Celiac.com 04/10/2007 - Celiac disease is one of the most common chronic health disorders in western countries. Yet, due largely to poor awareness of celiac disease by primary care physicians, most celiac cases in North America go undiagnosed. A recent study published in the American Journal of Gastroenterology suggests that the North American diagnostic rate for celiac disease can be improved through the use of active case-finding strategies in the primary care setting.

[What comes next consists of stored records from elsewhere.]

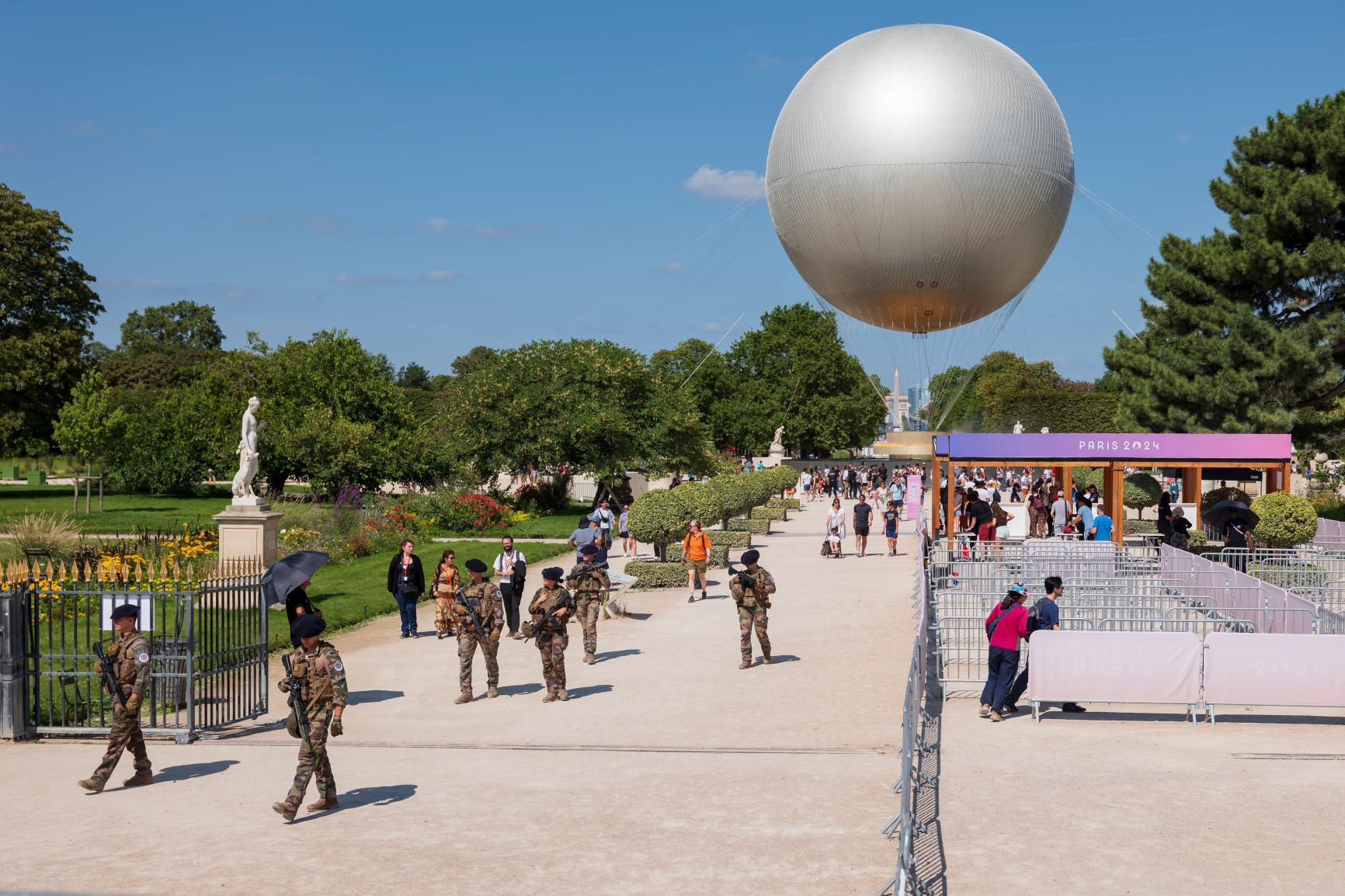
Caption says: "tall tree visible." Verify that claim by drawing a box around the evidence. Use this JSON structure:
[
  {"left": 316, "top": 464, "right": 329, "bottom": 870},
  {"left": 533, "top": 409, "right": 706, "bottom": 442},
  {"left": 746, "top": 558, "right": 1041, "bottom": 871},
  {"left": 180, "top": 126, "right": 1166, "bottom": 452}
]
[
  {"left": 117, "top": 300, "right": 224, "bottom": 356},
  {"left": 0, "top": 183, "right": 103, "bottom": 453},
  {"left": 1103, "top": 92, "right": 1345, "bottom": 443}
]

The study set out to determine the most common celiac symptoms faced by clinicians, and to determine how effective an active case-finding strategy might be in raising the levels of diagnosis. The study drew from a large pool of individuals who attended one of three participating North American clinical practices. 737 women and 239 men with symptoms or conditions known to be associated with celiac disease were tested for immunoglobulin A anti-transglutaminase (tTG) antibodies, and those with elevated anti-tTG were then tested for IgA anti-endomysial antibodies (EMA). Those who tested positive for EMA were encouraged to undergo an intestinal biopsy and HLA typing.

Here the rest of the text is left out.